The Croatian Postal Service and the United Nations Postal Administration are among those to issue NFT collectible stamps in 2020, too. Even central banks are realising the possibilities here. In July 2020 the Bank of Lithuania issued a limited-edition collectible digital coin to commemorate the country’s 1918 independence. As TechCrunch reports, the size of the collectibles market is now approaching $400 billion. And proving ownership and provenance of important items of sports memorabilia, artwork, games or toys is a major issue for auction houses and secondary markets. Having a blockchain record of ownership that cannot be forged is a revolutionary improvement on a centuries-old marketplace. No wonder the major London auction house Christies made the leap to sell its first ever NFT item in October 2020, parting with a Satoshi Nakamoto-inspired artwork for $130,000.

While markets like OpenSea and Rarible have sprung up to trade digital collectibles, volume is low and regulatory protection uncertain. It is reasonable to expect new players from the traditional finance world to come in and set up their own marketplaces to take best advantage.

ETH and Proof of Stake

It’s clear to us that ETH and proof of stake blockchains will be the big winners next year. Investors are showing remarkable interest in the ETH  2.0 beacon chain, which is the first part of Ethereum’s switch away from Proof of Work to Proof of Stake.

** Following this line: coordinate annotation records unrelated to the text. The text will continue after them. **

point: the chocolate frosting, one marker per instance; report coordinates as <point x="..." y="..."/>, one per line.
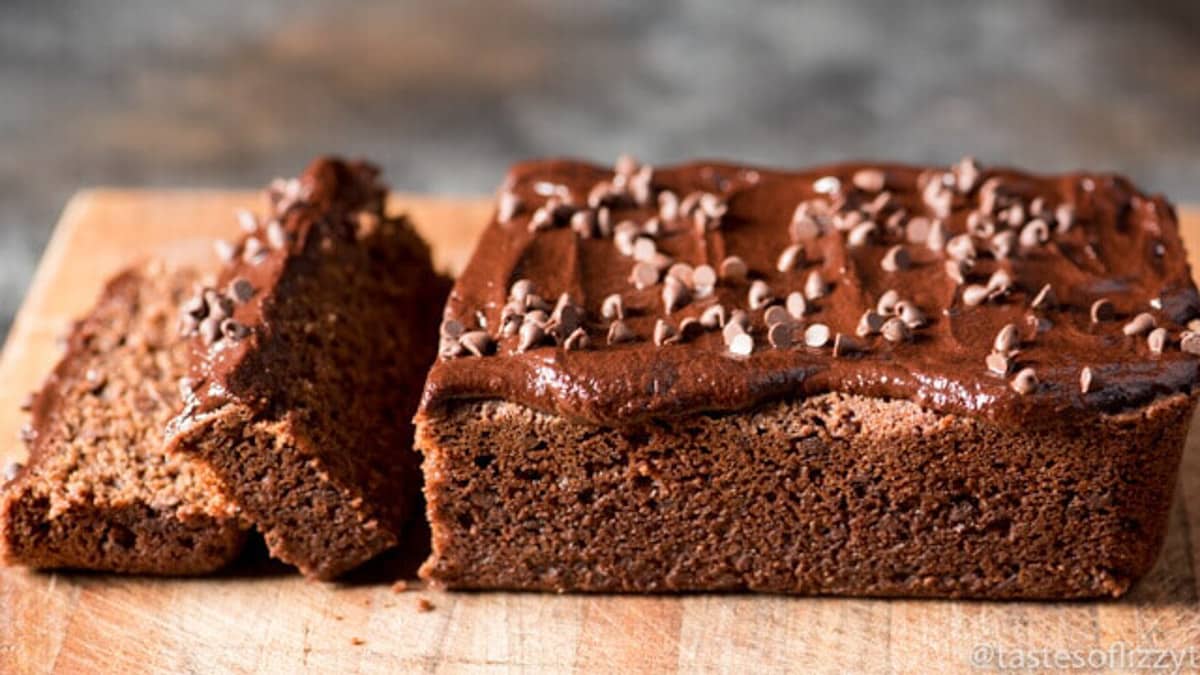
<point x="1116" y="244"/>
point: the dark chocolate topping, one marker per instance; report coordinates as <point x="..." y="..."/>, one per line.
<point x="1011" y="234"/>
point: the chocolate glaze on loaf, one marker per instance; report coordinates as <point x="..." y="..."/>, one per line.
<point x="1089" y="237"/>
<point x="853" y="380"/>
<point x="306" y="368"/>
<point x="100" y="491"/>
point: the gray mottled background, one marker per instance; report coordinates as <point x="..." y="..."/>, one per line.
<point x="229" y="93"/>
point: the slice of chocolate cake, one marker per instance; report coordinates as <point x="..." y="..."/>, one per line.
<point x="100" y="491"/>
<point x="309" y="356"/>
<point x="855" y="380"/>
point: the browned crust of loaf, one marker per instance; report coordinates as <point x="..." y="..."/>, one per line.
<point x="99" y="491"/>
<point x="832" y="495"/>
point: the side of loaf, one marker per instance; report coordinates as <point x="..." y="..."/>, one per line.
<point x="99" y="490"/>
<point x="309" y="354"/>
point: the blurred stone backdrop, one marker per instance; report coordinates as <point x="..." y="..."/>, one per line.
<point x="445" y="94"/>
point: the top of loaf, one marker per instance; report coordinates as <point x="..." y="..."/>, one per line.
<point x="635" y="292"/>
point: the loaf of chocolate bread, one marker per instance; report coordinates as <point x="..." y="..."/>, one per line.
<point x="309" y="356"/>
<point x="869" y="380"/>
<point x="99" y="490"/>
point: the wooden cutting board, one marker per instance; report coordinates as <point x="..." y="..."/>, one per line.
<point x="264" y="617"/>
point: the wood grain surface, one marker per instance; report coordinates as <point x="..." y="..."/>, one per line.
<point x="259" y="616"/>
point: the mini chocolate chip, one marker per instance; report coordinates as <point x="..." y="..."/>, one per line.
<point x="225" y="250"/>
<point x="1044" y="299"/>
<point x="975" y="294"/>
<point x="619" y="332"/>
<point x="1087" y="380"/>
<point x="815" y="286"/>
<point x="895" y="330"/>
<point x="612" y="306"/>
<point x="521" y="290"/>
<point x="779" y="335"/>
<point x="760" y="294"/>
<point x="895" y="260"/>
<point x="1157" y="340"/>
<point x="664" y="333"/>
<point x="529" y="335"/>
<point x="233" y="329"/>
<point x="1139" y="324"/>
<point x="775" y="314"/>
<point x="742" y="345"/>
<point x="1103" y="310"/>
<point x="733" y="269"/>
<point x="910" y="314"/>
<point x="1007" y="340"/>
<point x="797" y="306"/>
<point x="703" y="278"/>
<point x="675" y="294"/>
<point x="817" y="335"/>
<point x="1025" y="382"/>
<point x="869" y="323"/>
<point x="508" y="208"/>
<point x="731" y="330"/>
<point x="999" y="363"/>
<point x="862" y="234"/>
<point x="1065" y="217"/>
<point x="790" y="258"/>
<point x="241" y="290"/>
<point x="869" y="179"/>
<point x="643" y="275"/>
<point x="576" y="340"/>
<point x="1189" y="341"/>
<point x="960" y="248"/>
<point x="713" y="317"/>
<point x="937" y="236"/>
<point x="844" y="345"/>
<point x="276" y="236"/>
<point x="478" y="342"/>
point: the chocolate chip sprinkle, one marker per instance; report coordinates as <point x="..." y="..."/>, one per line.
<point x="779" y="335"/>
<point x="1102" y="310"/>
<point x="1139" y="324"/>
<point x="713" y="317"/>
<point x="815" y="286"/>
<point x="664" y="333"/>
<point x="760" y="294"/>
<point x="612" y="306"/>
<point x="775" y="315"/>
<point x="895" y="330"/>
<point x="999" y="363"/>
<point x="1007" y="340"/>
<point x="742" y="344"/>
<point x="619" y="332"/>
<point x="790" y="258"/>
<point x="1025" y="382"/>
<point x="733" y="269"/>
<point x="1157" y="340"/>
<point x="895" y="260"/>
<point x="797" y="306"/>
<point x="817" y="335"/>
<point x="577" y="340"/>
<point x="1087" y="380"/>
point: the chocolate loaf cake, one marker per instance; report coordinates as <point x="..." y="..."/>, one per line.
<point x="855" y="380"/>
<point x="309" y="356"/>
<point x="100" y="490"/>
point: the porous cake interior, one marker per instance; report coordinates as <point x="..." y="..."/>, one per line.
<point x="100" y="490"/>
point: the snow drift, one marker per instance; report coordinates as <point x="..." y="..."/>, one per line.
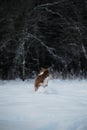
<point x="60" y="106"/>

On the first day of the architecture change, 1 December 2020, 27,000 validators came forward to stake over $400 million in ETH to support the new chain, four times larger than it required. 

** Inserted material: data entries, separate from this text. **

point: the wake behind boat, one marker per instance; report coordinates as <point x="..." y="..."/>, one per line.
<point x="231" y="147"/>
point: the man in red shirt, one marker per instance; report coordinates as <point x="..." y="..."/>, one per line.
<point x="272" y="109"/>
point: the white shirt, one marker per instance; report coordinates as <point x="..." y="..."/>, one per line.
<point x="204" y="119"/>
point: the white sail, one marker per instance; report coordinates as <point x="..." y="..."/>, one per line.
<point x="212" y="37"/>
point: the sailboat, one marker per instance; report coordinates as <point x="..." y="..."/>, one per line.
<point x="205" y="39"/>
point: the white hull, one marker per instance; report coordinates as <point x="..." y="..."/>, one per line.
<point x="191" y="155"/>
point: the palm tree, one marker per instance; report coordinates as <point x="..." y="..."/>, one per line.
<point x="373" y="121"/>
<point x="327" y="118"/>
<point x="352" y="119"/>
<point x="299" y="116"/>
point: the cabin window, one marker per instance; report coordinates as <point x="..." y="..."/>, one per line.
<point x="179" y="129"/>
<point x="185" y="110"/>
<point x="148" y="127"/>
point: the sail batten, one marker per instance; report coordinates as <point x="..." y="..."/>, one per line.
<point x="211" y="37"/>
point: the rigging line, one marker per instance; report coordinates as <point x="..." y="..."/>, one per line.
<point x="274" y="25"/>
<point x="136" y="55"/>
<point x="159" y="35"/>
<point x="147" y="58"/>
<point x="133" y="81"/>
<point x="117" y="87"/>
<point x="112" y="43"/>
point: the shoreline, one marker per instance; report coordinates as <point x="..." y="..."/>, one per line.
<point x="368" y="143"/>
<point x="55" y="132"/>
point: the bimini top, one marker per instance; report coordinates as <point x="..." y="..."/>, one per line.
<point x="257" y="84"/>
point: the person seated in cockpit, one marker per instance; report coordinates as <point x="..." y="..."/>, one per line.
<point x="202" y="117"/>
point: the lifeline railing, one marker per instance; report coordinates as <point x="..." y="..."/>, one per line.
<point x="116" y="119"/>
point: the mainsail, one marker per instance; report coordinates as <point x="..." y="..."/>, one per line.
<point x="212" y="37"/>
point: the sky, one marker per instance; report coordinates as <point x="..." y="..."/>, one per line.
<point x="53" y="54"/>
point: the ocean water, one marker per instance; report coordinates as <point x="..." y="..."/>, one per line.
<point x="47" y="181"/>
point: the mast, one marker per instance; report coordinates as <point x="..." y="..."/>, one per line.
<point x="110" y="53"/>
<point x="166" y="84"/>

Of course Ethereum’s move to Proof of Stake is a multi-year campaign which could take until the mid-2020s to be fully realised. But the environmental and energy efficiencies of Proof of Stake over Proof of Work mean that it is likely to gain the acceptance of the most powerful regulators and policy-makers on earth. One intergovernmental organisation has already made clear it wants Proof of Stake blockchains to succeed. In a November 2020 report, the 37-country OECD body outlined its support for Proof of Stake, noting that using staking to secure blockchains instead of mining for block rewards “could help to reduce energy use while also addressing scalability and latency issues.” 

The authors write: “Due to differences in design, Ethereum, the second-largest virtual currency by market value, processes more than twice as many transactions as the bitcoin network while using less than one-third of the electricity consumed by Bitcoin.” 

So how will staking continue in 2021? In the absence of individuals running their own ETH 2.0 validation node — and we would expect this to be the exception rather than the rule — investors who want exposure to ETH 2.0 without all the hassle of their own perma-online staking setup will turn to exchanges and middlemen. 

San Francisco cryptoexchange Kraken reported on 8 December 2020 that its clients had put forward 100,000ETH (~$60m) for its new ETH 2.0 staking service. And we would expect fractional ETH staking/pooling services like Lido and Rocketpool to help capture retail interest in ETH 2.0.